Green greases that work great? Yes

Sheila Kennedy says industrial lubricants are becoming cleaner, healthier, and more sustainable.

By Sheila Kennedy

Industrial lubrication products, practices, and services are advancing at a rapid pace, driven by regulatory requirements as well as practical business needs. The resulting solutions are cleaner, healthier and more sustainable, and promote equipment cost savings and performance improvements.

Environmentally friendly solutions

A growing number of marine operations mandate the use of environmentally acceptable lubricants (EALs), but land-based operations can benefit from use of EALs as well.

"Aside from their ability to offer quick wins in helping meet sustainability goals, these functional fluids are growing in popularity thanks to their ability to enhance the performance and reduce the cost of operation for plant machinery through increased fuel efficiency, less drive-train drain and wear, longer fluid life, and fewer changeouts," says Bernie Roell, a vice president at RSC Bio Solutions. "The different types of EALs must be chosen and used based on their own unique chemical properties, but each offers distinct advantages over petroleum-based counterparts," he adds.

Lubrication Engineers, a provider of lubricants and related products, has seen the EAL market evolve. "Early on, no single definition existed for EALs, and lubricant marketers made claims based on a variety of factors," says John Sander, VP of technology at the company. "While these products may have been friendly to the environment, their performance was less than desired. Today, things have changed."

He continues: "To qualify as an EAL, a product must be biodegradable, have low environmental toxicity, and not bioaccumulate. In addition, technological advances have increased base fluid and additive options, and it is now possible to formulate lubricants that are environmentally acceptable yet still provide excellent lubrication performance. Sander calls Lubrication Engineers' Earthwise EAL Wire Rope Grease is a good example of a next-generation, better-performing green grease.

Contaminant protection tool

Ensuring the clean transfer of lubricants can be a challenge. "I've seen … open buckets, galvanized cans, and even detergent bottles used to transfer small quantities of lubricant from the lube room to the machine," says Mark Barnes, VP of reliability services at Des-Case. These makeshift vessels and many other oil transfer products, he says, don’t fully protect the lubricant.

Des-Case's new IsoLink oil transfer containers, Barnes says, protect lubricants from contaminants with a desiccant breather and a quick-connect port. The square-shaped containers also feature an ergonomic handle grip and a trigger lock.

Internal process optimization

Auditing and training programs can help companies ensure that current best practices for lubrication are employed. "In reliability, we can do precision alignment, precision balance, and precision installation, but if we add a dirty lube to the component, it will fail very early," Reliable Process Solutions President Terry Harris says. "Learn and apply lubrication excellence principles early in the process."

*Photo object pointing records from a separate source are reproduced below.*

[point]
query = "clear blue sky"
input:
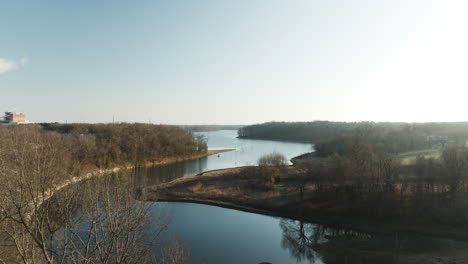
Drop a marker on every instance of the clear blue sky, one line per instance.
(234, 62)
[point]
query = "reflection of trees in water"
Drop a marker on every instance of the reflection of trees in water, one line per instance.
(301, 239)
(319, 244)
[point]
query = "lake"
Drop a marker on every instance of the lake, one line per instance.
(220, 235)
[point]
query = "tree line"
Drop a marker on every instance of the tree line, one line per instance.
(318, 131)
(111, 227)
(104, 145)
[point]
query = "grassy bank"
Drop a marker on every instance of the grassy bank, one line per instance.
(8, 252)
(231, 188)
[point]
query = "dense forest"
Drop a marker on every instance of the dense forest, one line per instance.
(38, 223)
(107, 144)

Reliable Process Solutions' Lubrication Excellence Audits examine a company’s lubrication practices—from the ordering of lubricants to their receipt, storage, handling, and use—so that training can be focused on areas that need improvement.

Third-party services

When internal resources for oil condition monitoring are limited, specialty contractors focused on machine lubrication can fill the void. "The salient issue is focus," says Mike Johnson, president of Precision Lubrication Services, a provider of contract lubrication services. "With the aging boomers moving into retirement in large numbers, manufacturers will increasingly be in a bind with hiring experienced machine repair and operations personnel."

He continues: "Technicians dedicated to machine lubrication tasks are being drawn back into daily fix-and-repair tasks, which leaves lubrication work undone, which causes more repairs. Eventually the lost productivity becomes intolerable."

Users of the Shell LubeAnalyst oil condition monitoring service take oil samples and send them to a Shell Lubricants laboratory for testing and analysis. Shell's diagnosis and recommendations are emailed back to the customer so that corrective actions can be taken before failure conditions become critical. The company also offers advisory and training services, including an artificial intelligence-powered service called Shell Virtual Assistant, to answer common lubricant-related questions.

"The selection of the right lubricant according to the specific operating conditions, and in addition, oil condition monitoring, are crucial in equipment longevity and extending oil drain intervals," says Richard Tucker, general manager of technology at Shell Lubricants.